Status
Please keep the discussion on the mailing list rather than commenting on the wiki (wiki discussions get unwieldy fast).
Background and Motivation
A brief introduction to Apache Pinot and the ecosystem
Apache Pinot is a real-time distributed OLAP datastore, built to deliver scalable real time analytics with low latency. As Figure 1 shows, Pinot has an inbuilt lambda architecture as the following components:
Figure 1. A typical Pinot ecosystem architecture
- Services/Applications produce the source events to the message queue (e.g. Kafka). The message queue typically buffers the messages for some retention period (e.g. a few days).
- The messages are ingested into the Data Lake (e.g. Hadoop) for historical data persistence.
- A streaming pipeline (e.g. Flink) transforms and processes the messages into another Kafka topic, which is used for ingestion by Pinot into a real-time table.
- A batch pipeline (e.g. Spark) does a similar transformation on the corresponding Hive dataset, creates Pinot segments, and pushes them to Pinot offline table.
- Both the real-time table and offline table are used for serving user queries, and Pinot creates a federated view from the real-time and offline results.
The problem
A common problem for this architecture is the duplication of the transformation logic in the streaming and batch ingestion pipelines. Because the batch data source (e.g. Hive datasets) are ingested from the Kafka topic, they typically share the same schema. Similarly, the real-time table and offline table in Pinot are different parts of the same table, and therefore share the same schema. That means users need to describe the same logic twice in Flink and Spark ETL jobs, making the jobs hard to maintain and sync. Ideally, we want to consolidate the streaming/batch ingestion logic, and use Flink for both pipelines.
Proposal
We propose a Flink Sink to Pinot on top of the TableSink interfaces (FLIP-95) for storing batch processing results in Pinot and also integrate the sink with the Unified Sink API (FLIP-143). The streaming sink is less useful to Pinot, because Pinot does not provide a record write API. Instead, Pinot ingests from the streams and buffers on the server, so that it can directly serve the latest events.
Design
The record writes in the Flink work in the following way, as shown in Figure 2:
Figure 2. Pinot Sink workflow
- PinotSink contains a SegmentWriter, which can receive the records to write. The Sink converts the Flink data type to Pinot data type to feed the writer.

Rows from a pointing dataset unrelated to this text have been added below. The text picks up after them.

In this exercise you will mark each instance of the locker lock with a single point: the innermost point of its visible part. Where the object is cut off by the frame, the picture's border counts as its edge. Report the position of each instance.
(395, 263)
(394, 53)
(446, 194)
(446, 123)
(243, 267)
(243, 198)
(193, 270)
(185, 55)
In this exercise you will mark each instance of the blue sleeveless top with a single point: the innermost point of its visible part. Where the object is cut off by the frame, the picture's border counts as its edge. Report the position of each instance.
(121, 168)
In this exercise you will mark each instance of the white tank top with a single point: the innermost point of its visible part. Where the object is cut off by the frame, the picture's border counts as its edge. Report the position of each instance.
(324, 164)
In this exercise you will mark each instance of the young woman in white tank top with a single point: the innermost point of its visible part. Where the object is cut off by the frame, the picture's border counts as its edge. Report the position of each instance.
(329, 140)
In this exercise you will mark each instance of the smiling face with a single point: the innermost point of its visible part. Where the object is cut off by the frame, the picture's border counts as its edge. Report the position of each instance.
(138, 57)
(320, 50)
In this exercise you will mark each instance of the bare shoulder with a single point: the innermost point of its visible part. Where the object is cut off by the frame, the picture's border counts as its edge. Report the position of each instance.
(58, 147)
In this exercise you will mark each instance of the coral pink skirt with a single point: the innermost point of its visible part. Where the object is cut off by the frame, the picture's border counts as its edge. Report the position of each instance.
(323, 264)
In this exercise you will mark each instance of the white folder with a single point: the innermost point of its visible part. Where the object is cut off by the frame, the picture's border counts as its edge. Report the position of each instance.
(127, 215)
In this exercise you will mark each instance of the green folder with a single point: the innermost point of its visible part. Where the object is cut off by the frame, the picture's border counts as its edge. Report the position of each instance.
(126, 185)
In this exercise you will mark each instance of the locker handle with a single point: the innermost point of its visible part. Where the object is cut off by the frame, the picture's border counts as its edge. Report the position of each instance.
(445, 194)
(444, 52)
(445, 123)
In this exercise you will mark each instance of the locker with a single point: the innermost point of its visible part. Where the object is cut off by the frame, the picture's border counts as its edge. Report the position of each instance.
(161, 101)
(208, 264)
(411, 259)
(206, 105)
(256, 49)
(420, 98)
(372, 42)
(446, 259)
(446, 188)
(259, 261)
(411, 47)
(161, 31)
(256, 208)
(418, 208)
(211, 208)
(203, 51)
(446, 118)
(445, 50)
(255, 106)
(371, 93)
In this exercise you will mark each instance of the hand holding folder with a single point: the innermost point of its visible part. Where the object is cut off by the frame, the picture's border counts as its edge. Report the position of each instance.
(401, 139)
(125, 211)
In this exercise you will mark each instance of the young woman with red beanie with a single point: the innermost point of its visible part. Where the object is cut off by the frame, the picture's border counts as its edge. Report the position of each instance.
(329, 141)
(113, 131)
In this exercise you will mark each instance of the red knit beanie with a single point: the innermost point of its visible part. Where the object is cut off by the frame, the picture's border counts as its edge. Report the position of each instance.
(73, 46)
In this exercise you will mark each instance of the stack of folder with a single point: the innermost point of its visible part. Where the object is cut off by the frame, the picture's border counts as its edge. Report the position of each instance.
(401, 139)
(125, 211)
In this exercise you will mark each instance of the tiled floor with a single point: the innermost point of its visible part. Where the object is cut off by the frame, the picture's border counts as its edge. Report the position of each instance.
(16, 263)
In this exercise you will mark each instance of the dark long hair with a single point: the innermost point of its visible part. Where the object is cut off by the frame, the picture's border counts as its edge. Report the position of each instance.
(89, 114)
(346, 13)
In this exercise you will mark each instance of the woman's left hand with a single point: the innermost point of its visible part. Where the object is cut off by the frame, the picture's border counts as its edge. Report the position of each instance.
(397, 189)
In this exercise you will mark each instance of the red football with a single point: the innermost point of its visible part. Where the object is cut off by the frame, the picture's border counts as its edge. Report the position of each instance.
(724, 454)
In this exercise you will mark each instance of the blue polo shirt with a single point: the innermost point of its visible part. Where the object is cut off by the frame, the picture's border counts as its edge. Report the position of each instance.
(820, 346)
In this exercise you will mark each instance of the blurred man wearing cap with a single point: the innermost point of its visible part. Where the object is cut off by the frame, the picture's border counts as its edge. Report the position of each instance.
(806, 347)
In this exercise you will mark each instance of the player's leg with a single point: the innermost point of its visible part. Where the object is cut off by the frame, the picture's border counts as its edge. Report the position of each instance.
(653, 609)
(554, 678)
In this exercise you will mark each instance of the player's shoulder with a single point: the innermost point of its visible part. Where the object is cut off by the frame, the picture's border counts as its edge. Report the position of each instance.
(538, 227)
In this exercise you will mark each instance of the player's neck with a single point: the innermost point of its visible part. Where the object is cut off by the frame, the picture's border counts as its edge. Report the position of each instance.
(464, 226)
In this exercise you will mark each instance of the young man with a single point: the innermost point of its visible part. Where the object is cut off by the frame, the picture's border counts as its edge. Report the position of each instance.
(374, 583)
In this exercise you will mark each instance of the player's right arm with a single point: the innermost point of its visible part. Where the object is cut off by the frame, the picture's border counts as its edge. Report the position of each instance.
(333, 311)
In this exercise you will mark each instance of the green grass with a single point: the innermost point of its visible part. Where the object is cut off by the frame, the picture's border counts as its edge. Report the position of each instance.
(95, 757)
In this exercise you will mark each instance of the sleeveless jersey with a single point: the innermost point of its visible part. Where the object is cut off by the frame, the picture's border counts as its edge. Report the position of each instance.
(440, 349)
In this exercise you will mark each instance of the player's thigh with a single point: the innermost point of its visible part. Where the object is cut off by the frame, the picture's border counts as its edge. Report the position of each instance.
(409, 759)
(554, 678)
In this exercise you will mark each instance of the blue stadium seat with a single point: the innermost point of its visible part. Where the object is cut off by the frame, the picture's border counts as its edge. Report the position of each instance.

- The SegmentWriter has an internal buffer with a configured threshold for flushing
- Upon flushing, SegmentWriter creates a segment file including the metadata files and index files.
- The SegmentWriter then packages the files into a tar
- The SegmentWriter uploads the segment tar to the Pinot controller
In order to support the at-least-once semantics, the segments encode the identifier in the segment name and therefore can be replaced if the job reruns. Also, because we aim to support the batch mode only in this proposal, we don’t plan to support the intermediate checkpoints.
Note that there is an ongoing effort on the SegmentWriter in the Pinot community, which implements step #2 - #5. To avoid duplicated efforts and simplify the connector implementation, the Pinot connector in this proposal will depend on the SegmentWriter, which is expected to release in 0.8.0. In particular, the SegmentWriter has the following methods:
interface SegmentWriter { init(Configuration configs); write(PinotRow row); write(PinotRow[] rows); flush(); close(); }
And the Pinot sink will be implemented like the following:
public class PinotSinkFunction<T> extends RichSinkFunction<T> { public void open(Configuration parameters) throws Exception { SegmentWriter writer = new ... } public void invoke(T value, Context context) throws Exception { GenericRow row = pinotRowConverter.concert(value); writer.write(row) ; if(checkThreshod()) { writer.flush(); } } public void close() throws Exception { writer.flush(); writer.close(); } }
Connector Options
Option | Required | Default | Type | Description |
connector | Y | none | string | The connector to use, here shall be ‘pinot’ |
table-name | Y | none | string | name of the pinot table |
url | Y | none | string | URL of the Pinot controller |
sink.buffer-flush.max-size | N | 5mb | string | maximum size in memory of buffered rows for creating a segment. |
sink.buffer-flush.max-rows | N | 1000 | int | maximum number of rows to buffer for each segment creation |
sink.parallelism | N | none | int | Defines the parallelism of the Pinot sink operator. By default, the parallelism is determined by the framework using the same parallelism of the upstream chained operator. |
segment-name.type | N | simple | string | the type of name generator to use. Following values are supported -
|
N | none | string | For fixed SegmentNameGenerator. Explicitly set the segment name. | |
segment.name.postfix | N | none | string | For simple SegmentNameGenerator. Postfix will be appended to all the segment names. |
segment.name.prefix | N | none | string | For normalizedDate SegmentNameGenerator. The Prefix will be prepended to all the segment names. |
Schema and Data Type Mapping
The Sink connector can fetch the schema as well as table configurations via the Pinot controller API. The schema and table configs are used for index creation.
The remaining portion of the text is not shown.